Comment by Strilanc

4 years ago

Another danger using fork is it duplicates the internal state of pseudo random number generators. It's a great way to accidentally take the same random samples in every process, utterly trashing any statistics you were intending to do. Bonus: the python multiprocessing module silently uses fork by default. Person A writes a "make multiprocessing convenient" library, Person B writes a sampling library, you put them together and... whoops!.

Libraries like that should use pthread_atfork() to automatically reset/reseed/whatever state as needed at fork() time.

  • I don't think that's really a viable strategy in practice in an ecosystem as complex as python's. There's too many libraries and too many little corner cases and interactions around what the behavior should be.

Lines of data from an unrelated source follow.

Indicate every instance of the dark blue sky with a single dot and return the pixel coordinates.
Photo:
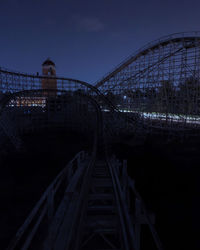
(86, 38)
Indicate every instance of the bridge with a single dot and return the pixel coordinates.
(93, 203)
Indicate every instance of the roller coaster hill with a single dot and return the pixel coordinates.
(93, 202)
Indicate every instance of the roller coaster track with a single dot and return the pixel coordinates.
(88, 206)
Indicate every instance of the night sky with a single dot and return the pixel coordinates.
(86, 38)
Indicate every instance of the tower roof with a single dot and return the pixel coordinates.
(48, 62)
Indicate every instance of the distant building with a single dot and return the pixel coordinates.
(49, 69)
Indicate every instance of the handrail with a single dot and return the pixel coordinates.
(147, 218)
(48, 195)
(126, 226)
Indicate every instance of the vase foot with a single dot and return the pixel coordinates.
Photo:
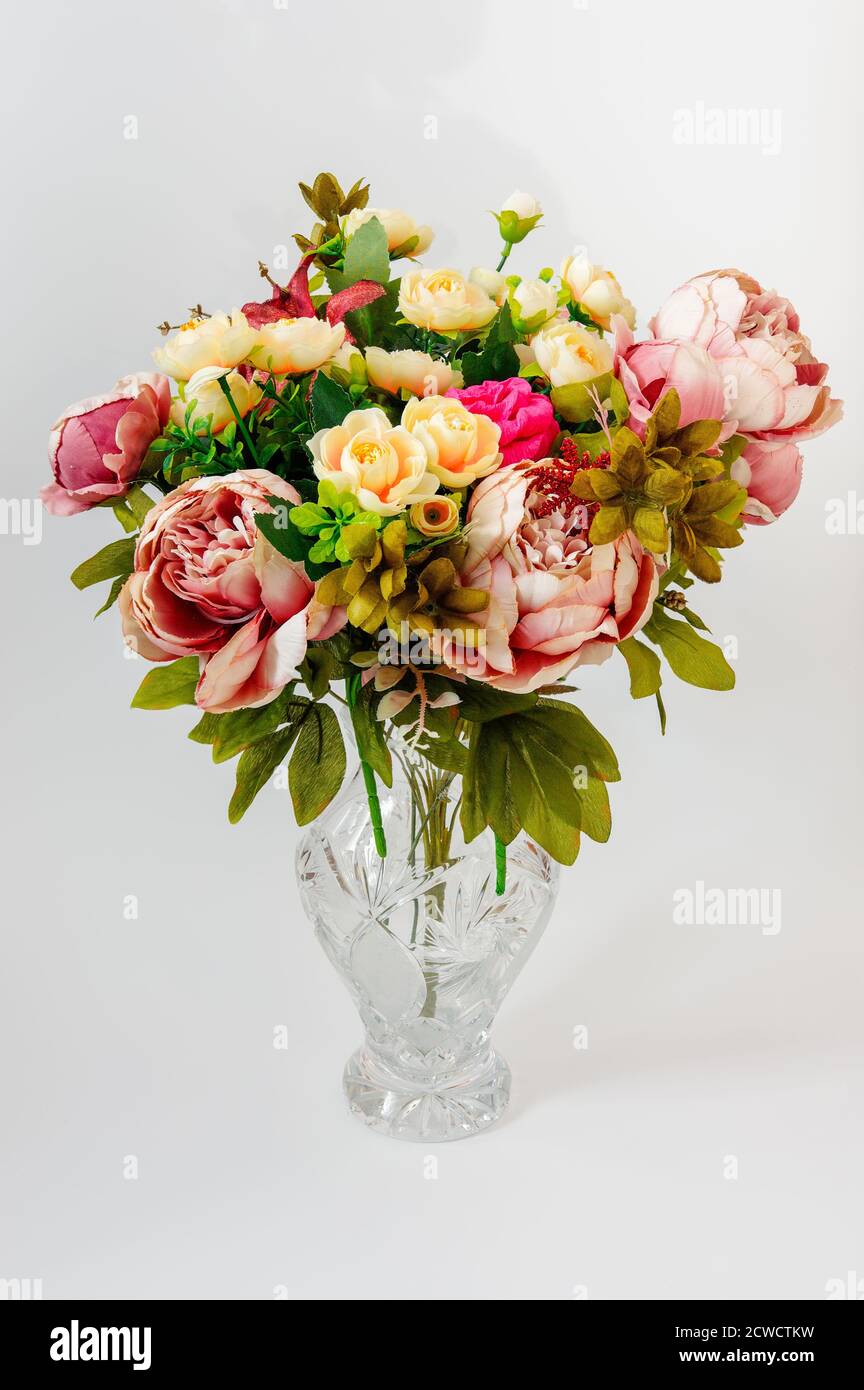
(393, 1107)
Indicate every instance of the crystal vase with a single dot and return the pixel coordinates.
(427, 944)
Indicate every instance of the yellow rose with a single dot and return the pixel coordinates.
(384, 466)
(568, 353)
(435, 517)
(211, 402)
(220, 341)
(295, 345)
(596, 289)
(399, 227)
(443, 300)
(414, 371)
(460, 445)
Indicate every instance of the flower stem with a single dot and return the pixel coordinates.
(368, 776)
(500, 866)
(241, 421)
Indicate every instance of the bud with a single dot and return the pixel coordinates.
(518, 216)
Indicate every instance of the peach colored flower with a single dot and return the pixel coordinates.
(218, 341)
(568, 353)
(554, 602)
(295, 345)
(211, 409)
(460, 446)
(443, 300)
(597, 291)
(207, 584)
(409, 370)
(97, 445)
(384, 466)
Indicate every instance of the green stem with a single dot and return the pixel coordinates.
(352, 685)
(239, 419)
(500, 866)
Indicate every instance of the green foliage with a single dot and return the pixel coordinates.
(114, 560)
(165, 687)
(668, 489)
(367, 256)
(541, 770)
(317, 766)
(692, 658)
(256, 766)
(329, 403)
(497, 359)
(643, 666)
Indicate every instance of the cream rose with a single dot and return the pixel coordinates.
(399, 227)
(460, 446)
(568, 353)
(596, 289)
(414, 371)
(295, 345)
(384, 466)
(211, 402)
(220, 341)
(443, 300)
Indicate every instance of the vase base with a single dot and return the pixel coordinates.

    For example, suppose I am using library A and I initialized the random number generator with a fixed seed. Clearly when I fork it's not appropriate for A to reseed, because I wanted fixed behavior. Something is very wrong so probably there should be an exception. But now suppose I was using library B which was using A and B handles getting system entropy to seed A. Now it is clear that when I fork I probably want B to reseed A, but alas A has already raised an exception because it was given a (from its perspective) fixed seed. So now A needs to be redesigned to be given a seed and like some sort of intent on what should happen when forking, and oh my god wow this is creating a lot of work for everyone everywhere this is not actually going to be done consistently and cannot be trusted.

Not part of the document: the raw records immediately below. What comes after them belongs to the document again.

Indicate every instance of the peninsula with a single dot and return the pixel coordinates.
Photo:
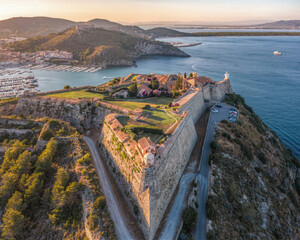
(153, 140)
(100, 47)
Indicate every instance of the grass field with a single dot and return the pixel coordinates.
(78, 94)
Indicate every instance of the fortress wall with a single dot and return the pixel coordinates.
(207, 92)
(130, 179)
(195, 106)
(169, 172)
(63, 90)
(220, 89)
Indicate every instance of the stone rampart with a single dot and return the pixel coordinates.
(128, 173)
(220, 89)
(171, 166)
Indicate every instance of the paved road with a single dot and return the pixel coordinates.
(174, 216)
(204, 170)
(121, 228)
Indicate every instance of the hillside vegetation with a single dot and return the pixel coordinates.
(98, 46)
(49, 192)
(255, 181)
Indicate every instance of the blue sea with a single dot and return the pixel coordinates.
(270, 84)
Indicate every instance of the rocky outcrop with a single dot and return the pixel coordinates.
(254, 182)
(83, 114)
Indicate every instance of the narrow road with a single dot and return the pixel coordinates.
(174, 216)
(200, 233)
(120, 223)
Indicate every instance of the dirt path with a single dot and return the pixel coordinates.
(172, 215)
(125, 224)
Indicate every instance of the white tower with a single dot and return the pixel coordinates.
(226, 75)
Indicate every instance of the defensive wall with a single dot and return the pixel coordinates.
(149, 188)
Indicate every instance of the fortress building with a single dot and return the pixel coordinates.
(149, 176)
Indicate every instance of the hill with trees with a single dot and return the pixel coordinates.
(255, 181)
(49, 188)
(99, 46)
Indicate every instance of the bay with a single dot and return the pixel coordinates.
(270, 84)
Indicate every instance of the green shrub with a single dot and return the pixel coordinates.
(189, 216)
(47, 134)
(99, 204)
(214, 145)
(93, 221)
(262, 157)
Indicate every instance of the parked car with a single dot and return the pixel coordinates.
(233, 114)
(231, 119)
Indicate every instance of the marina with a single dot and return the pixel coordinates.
(62, 68)
(14, 83)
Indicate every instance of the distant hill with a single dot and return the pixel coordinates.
(33, 26)
(164, 32)
(99, 46)
(42, 26)
(103, 23)
(281, 24)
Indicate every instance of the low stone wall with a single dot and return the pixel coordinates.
(63, 90)
(220, 89)
(195, 106)
(10, 122)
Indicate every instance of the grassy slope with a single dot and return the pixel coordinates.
(243, 34)
(77, 94)
(253, 186)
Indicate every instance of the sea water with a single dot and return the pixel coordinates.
(270, 84)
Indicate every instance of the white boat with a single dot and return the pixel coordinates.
(277, 53)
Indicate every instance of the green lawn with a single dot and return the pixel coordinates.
(123, 120)
(159, 118)
(78, 94)
(134, 103)
(153, 137)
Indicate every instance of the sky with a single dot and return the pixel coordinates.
(132, 11)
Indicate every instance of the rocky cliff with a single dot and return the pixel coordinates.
(254, 183)
(83, 114)
(99, 46)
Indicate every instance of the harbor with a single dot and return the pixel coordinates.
(14, 83)
(63, 68)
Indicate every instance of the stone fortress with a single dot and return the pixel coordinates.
(148, 181)
(152, 185)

    • If you're writing a simulation or a test, then you'll want the PRNG to stay unchanged, and you'll want to be in control of any reseeding.

      For all other RNG uses, you really do want it to reseed.

      A cryptographic PRNG vs. a simulation PRNG are very different things, and should be different libraries.

Reading up in the python documentation, it seems to seed once from `/dev/urandom`, and then uses it's own generator to generate further random bits.

What's the purpose for this strategy opposed to deriving every single random value from `/dev/urandom`, simple performance?

  • Reading from /dev/urandom requires a syscall, which can be extremely slow compared to running your own prng in-process.